'Green' parking lot for library?
High Point Enterprise (NC), 2014-02-10
Feb. 10--HIGH POINT -- Creation of a public gathering space in the heart of the city -- that's the goal that the Ignite High Point master plan lays out for the area outside the High Point Neal F. Austin Public Library.
Miami architectural firm Duany Plater-Zyberk, which developed the plan, recommended that the city make development of a "library plaza" a top priority.
High Point architect Peter Freeman, working with a group of interested residents, has come up with a couple of options, the basics of which the City Council heard about last week.
The idea is to "green up" the asphalt and concrete of the library's parking lot by adding landscaping, farmers market shelters and other features -- without sacrificing parking spaces.
"The library is one of the most highly utilized buildings in the city. It's a very important, well-used civic building," said Freeman. "They need their parking. When you start taking any parking places away, it tears people up, and it should."
Cost figures and plans for both options should be available within 30 days, city staff advised the council Thursday.
Officials said one of the options would take away 19 of the library's 178 parking spots -- a prospect that library supporters oppose.
The other option would require the acquisition of two parcels of land next to the library parking lot -- 816 and 820 N. Elm St. One site is a vacant building that used to house a law firm and the other is occupied by three businesses.
Freeman said a sculpture garden within this space is one idea that's been discussed.
It could tie in with the pedestrian path through the adjacent roundabout, which could promote walkability between the library and nearby neighborhoods, he said.
The main public gathering space envisioned in both options would be adjacent to the library's entrance. The site could accommodate library programming, such as book fairs and outdoor reading or music events, as well as farmers markets. It would also make the area in front of the library more pedestrian-friendly, which is a major goal of many of the Duany plan's recommendations.
Freeman's designs also incorporate "grove trees" throughout the parking lot, but not in a manner that would impact current parking spaces, he said.
Council members said they want to see the results of an upcoming study on the No. 1 priority of the Duany plan -- a "road diet" for a portion of N. Main Street -- before committing to the library project.

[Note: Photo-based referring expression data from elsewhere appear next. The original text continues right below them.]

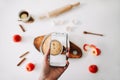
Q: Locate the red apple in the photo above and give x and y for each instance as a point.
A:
(85, 47)
(93, 68)
(30, 67)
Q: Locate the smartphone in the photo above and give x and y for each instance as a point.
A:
(58, 48)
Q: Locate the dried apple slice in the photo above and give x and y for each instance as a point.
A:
(86, 47)
(95, 51)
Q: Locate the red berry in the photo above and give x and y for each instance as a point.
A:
(30, 67)
(17, 38)
(93, 68)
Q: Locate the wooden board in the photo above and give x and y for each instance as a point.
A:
(75, 51)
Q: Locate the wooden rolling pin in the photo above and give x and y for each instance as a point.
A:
(60, 10)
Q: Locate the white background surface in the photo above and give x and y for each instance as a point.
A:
(101, 16)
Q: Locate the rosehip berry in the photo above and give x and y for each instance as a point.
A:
(30, 67)
(17, 38)
(93, 68)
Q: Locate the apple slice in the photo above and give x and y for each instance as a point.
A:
(95, 51)
(93, 68)
(86, 47)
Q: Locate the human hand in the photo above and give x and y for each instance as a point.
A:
(51, 73)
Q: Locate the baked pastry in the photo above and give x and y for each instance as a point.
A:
(38, 41)
(44, 43)
(55, 47)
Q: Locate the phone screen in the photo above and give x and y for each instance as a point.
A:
(58, 49)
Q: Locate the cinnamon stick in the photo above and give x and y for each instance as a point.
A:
(24, 54)
(21, 61)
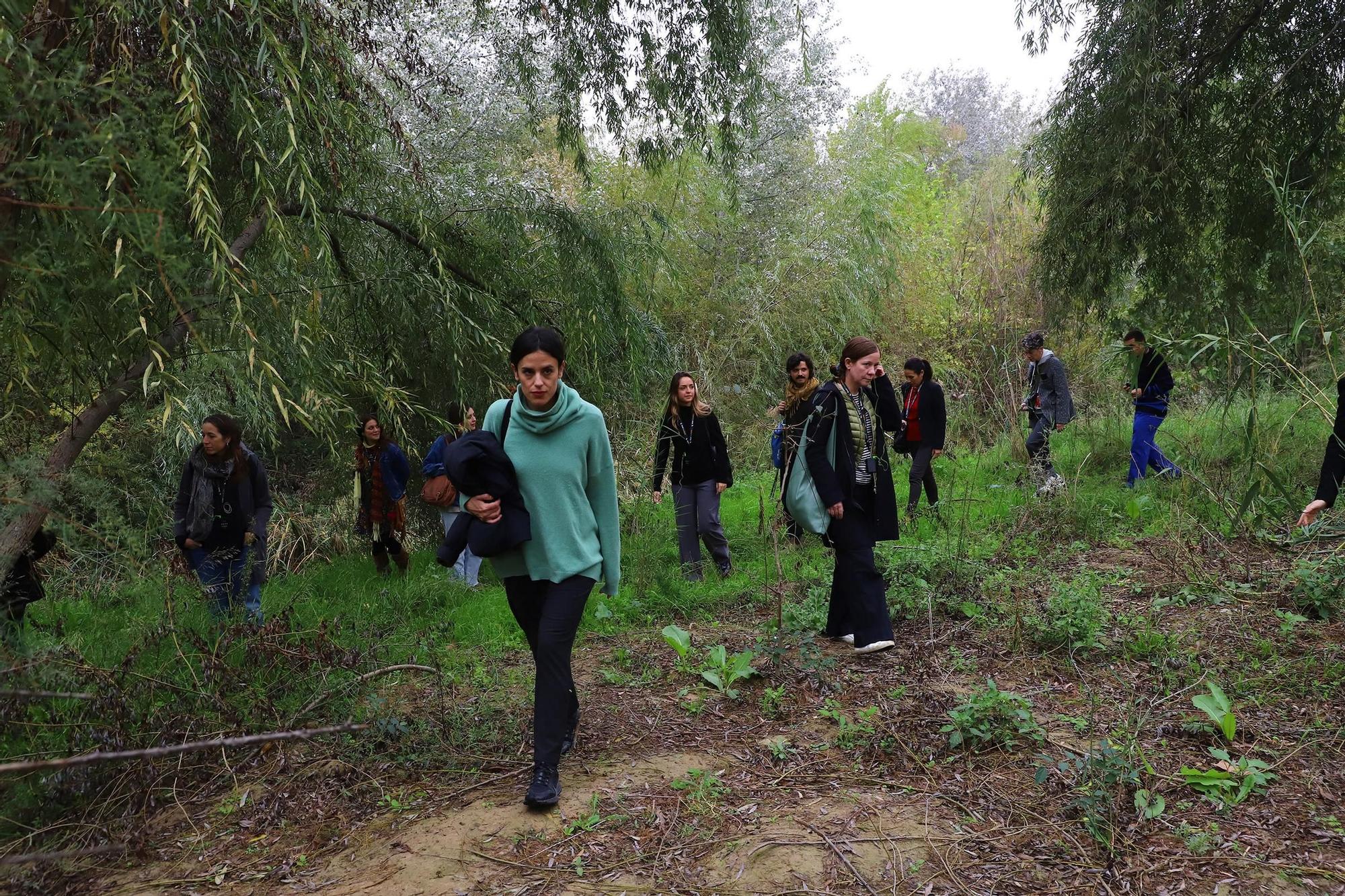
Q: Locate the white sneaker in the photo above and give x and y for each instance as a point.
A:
(875, 647)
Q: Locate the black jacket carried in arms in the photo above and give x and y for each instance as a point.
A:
(1156, 378)
(697, 447)
(1334, 464)
(22, 585)
(477, 464)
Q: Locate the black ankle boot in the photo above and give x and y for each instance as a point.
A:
(568, 741)
(545, 790)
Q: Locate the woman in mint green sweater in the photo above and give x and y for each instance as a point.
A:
(563, 456)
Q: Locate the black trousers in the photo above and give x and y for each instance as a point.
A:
(922, 474)
(859, 595)
(549, 614)
(387, 545)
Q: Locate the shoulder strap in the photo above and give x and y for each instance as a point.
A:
(509, 409)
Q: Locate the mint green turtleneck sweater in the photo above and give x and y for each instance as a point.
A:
(564, 463)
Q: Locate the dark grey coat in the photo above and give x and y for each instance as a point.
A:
(1050, 384)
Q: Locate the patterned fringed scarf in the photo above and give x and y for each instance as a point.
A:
(797, 395)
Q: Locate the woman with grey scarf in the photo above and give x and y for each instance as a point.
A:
(221, 513)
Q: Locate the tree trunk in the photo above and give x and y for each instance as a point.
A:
(17, 536)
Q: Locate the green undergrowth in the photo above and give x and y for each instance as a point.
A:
(1030, 571)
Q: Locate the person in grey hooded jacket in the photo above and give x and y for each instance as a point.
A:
(1048, 407)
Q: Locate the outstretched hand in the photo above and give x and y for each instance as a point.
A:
(485, 507)
(1311, 512)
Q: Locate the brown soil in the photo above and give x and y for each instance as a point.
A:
(894, 811)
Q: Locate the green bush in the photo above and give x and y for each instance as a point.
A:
(1320, 587)
(1074, 616)
(992, 717)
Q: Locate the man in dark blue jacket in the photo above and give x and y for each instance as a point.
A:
(1151, 384)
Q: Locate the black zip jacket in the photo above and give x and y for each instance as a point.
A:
(1334, 464)
(931, 412)
(699, 451)
(1156, 378)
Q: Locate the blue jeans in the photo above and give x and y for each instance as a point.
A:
(1144, 452)
(469, 565)
(225, 575)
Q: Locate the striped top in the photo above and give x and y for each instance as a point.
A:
(861, 464)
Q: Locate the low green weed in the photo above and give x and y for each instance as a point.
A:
(773, 701)
(1104, 783)
(1200, 841)
(1230, 782)
(1320, 588)
(1074, 616)
(723, 670)
(992, 717)
(1289, 622)
(1219, 708)
(852, 733)
(701, 788)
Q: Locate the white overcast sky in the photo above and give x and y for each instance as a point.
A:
(894, 37)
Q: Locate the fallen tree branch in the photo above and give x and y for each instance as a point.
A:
(63, 854)
(192, 745)
(841, 856)
(317, 701)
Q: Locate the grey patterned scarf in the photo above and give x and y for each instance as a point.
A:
(201, 510)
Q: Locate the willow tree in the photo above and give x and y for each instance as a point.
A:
(251, 178)
(1155, 157)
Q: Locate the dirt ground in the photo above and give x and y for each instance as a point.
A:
(672, 790)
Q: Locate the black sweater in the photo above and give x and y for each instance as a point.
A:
(1334, 464)
(699, 451)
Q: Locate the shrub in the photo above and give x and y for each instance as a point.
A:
(1320, 588)
(992, 717)
(1075, 615)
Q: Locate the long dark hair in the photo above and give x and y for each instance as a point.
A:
(537, 339)
(921, 365)
(800, 358)
(231, 430)
(856, 349)
(699, 407)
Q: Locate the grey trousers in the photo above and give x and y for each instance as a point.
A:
(1039, 447)
(699, 520)
(922, 474)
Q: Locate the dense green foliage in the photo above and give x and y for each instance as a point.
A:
(1156, 154)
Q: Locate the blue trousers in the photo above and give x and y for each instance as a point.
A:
(1144, 452)
(225, 576)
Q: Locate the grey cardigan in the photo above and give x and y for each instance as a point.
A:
(1051, 386)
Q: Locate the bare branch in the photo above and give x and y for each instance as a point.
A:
(192, 745)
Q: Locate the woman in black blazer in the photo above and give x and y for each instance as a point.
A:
(860, 405)
(927, 421)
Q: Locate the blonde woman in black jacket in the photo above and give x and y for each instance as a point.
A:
(700, 473)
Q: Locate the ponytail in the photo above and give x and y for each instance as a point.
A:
(921, 365)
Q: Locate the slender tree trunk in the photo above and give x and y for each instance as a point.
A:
(17, 536)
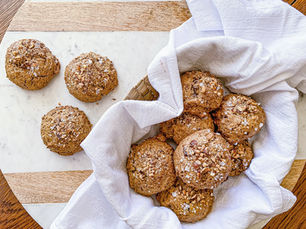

"My constituents do use the library, but I don't know how much that's going to change with making the library more green," said Councilman Jeff Golden. "I'm not positive at this point that's the best investment. I am a supporter of this whole Ignite High Point movement, but I just think we need to take small steps and be sure of what we're doing. I think the library is something that might need to be on hold until we get this study back, and some other things."